Private Investing (Part 1)
This is part one of a three-part content feature on Private Investing. Each month Invest for Better offers a special content feature that may be of interest to our members and our larger network of friends and colleagues.
Private investing can be exciting, a great way to build community, and be highly impactful! When you make a private investment, you could be supporting an individual company or a venture capital or private equity fund. The goals might be to support female entrepreneurs, the coffee shop around the corner from your home, or innovative start-ups in the US or another country. Each investment is unique in terms of financial return and impact.
Private investing can also be quite risky. As a result, these investments were rarely available to non-accredited investors until quite recently. With the passage of the 2012 JOBS Act, which went into effect in 2016, it became much easier for private companies to open their investment offerings to non-accredited investors, who can now participate for as little as $100. Many funds, however, are still only available to the largest investors at very high minimums.

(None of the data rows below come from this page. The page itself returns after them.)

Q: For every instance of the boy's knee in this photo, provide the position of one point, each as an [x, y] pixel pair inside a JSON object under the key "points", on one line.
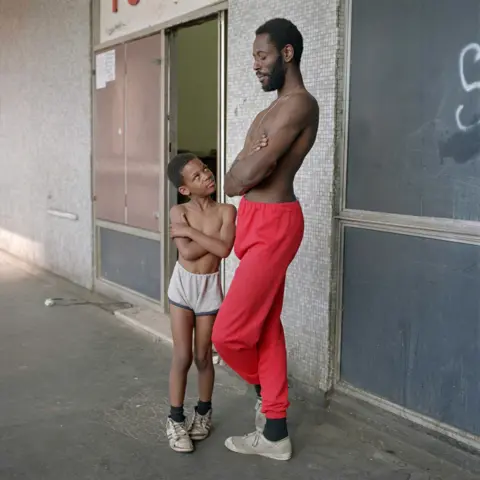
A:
{"points": [[182, 359], [203, 360]]}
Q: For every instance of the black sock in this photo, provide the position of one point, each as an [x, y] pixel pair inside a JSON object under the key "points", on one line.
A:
{"points": [[176, 414], [203, 407], [275, 429]]}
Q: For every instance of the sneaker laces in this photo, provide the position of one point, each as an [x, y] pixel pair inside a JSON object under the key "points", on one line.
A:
{"points": [[179, 429], [199, 420]]}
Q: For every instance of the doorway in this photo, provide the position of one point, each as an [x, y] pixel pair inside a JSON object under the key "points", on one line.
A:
{"points": [[196, 116]]}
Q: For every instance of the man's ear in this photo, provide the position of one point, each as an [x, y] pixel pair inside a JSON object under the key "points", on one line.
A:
{"points": [[288, 53], [184, 191]]}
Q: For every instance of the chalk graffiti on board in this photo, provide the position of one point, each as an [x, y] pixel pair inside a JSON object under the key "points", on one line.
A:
{"points": [[467, 86]]}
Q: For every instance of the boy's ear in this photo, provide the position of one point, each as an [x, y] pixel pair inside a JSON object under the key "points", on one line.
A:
{"points": [[184, 190]]}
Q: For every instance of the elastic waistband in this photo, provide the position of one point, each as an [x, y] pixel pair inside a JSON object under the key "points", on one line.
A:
{"points": [[184, 270], [285, 206]]}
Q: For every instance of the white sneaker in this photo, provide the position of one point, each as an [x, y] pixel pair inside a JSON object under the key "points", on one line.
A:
{"points": [[200, 426], [178, 437], [260, 419], [256, 444]]}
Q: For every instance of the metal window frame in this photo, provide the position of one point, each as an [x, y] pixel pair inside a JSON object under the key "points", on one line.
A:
{"points": [[203, 12], [218, 9]]}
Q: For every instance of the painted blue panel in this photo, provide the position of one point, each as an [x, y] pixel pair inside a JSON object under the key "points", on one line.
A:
{"points": [[411, 323]]}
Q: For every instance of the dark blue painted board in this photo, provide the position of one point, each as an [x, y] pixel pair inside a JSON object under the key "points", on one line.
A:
{"points": [[131, 261], [411, 323], [406, 153]]}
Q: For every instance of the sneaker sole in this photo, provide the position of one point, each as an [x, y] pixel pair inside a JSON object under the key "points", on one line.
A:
{"points": [[198, 438], [182, 450], [283, 457]]}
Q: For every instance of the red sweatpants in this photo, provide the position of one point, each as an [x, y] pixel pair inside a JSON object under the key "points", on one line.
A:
{"points": [[248, 333]]}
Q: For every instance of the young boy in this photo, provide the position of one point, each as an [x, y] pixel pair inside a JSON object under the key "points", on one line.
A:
{"points": [[204, 232]]}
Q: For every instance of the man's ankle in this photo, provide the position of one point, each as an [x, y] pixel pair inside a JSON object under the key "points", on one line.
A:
{"points": [[275, 429]]}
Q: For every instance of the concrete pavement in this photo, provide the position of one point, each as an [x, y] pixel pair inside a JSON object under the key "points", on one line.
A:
{"points": [[83, 396]]}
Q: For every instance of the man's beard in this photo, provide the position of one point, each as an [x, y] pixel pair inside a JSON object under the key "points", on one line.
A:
{"points": [[276, 78]]}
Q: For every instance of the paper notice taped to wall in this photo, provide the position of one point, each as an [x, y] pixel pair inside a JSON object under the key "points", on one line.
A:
{"points": [[100, 81], [109, 65], [104, 68]]}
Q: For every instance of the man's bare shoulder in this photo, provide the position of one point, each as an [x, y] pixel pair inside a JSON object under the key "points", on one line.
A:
{"points": [[302, 102], [177, 211], [299, 109]]}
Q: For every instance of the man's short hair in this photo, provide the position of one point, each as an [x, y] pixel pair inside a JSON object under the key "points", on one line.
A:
{"points": [[176, 166], [283, 32]]}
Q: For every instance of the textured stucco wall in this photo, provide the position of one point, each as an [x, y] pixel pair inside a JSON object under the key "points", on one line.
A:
{"points": [[306, 315], [45, 144]]}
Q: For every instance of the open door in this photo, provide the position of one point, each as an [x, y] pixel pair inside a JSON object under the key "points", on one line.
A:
{"points": [[196, 104]]}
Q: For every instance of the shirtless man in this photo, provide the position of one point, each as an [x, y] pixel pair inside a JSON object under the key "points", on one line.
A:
{"points": [[248, 332]]}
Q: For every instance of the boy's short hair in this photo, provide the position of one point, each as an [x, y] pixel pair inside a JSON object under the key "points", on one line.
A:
{"points": [[176, 166]]}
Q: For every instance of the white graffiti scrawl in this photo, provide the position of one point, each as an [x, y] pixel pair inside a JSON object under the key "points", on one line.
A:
{"points": [[468, 87]]}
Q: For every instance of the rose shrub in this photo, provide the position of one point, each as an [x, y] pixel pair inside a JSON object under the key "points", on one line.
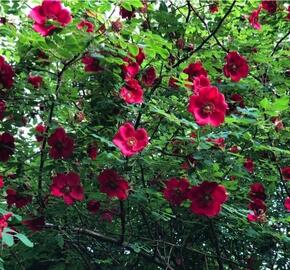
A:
{"points": [[144, 135]]}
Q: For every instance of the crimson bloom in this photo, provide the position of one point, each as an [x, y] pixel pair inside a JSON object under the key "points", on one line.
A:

To safeguard against potential financial ruin, the SEC placed limits on how much investors can allocate to higher-risk investments in any given year.
Because of the risk, financial experts strongly advise that you invest no more than 5% to 10% of your total net worth excluding your primary residence in this asset class, unless you have deep pockets or have a large appetite for risk. Regardless, you should only invest what you’re willing—and able—to lose. It is suggested that you start small, do your due diligence, and increase your investment sizes only as you gain experience.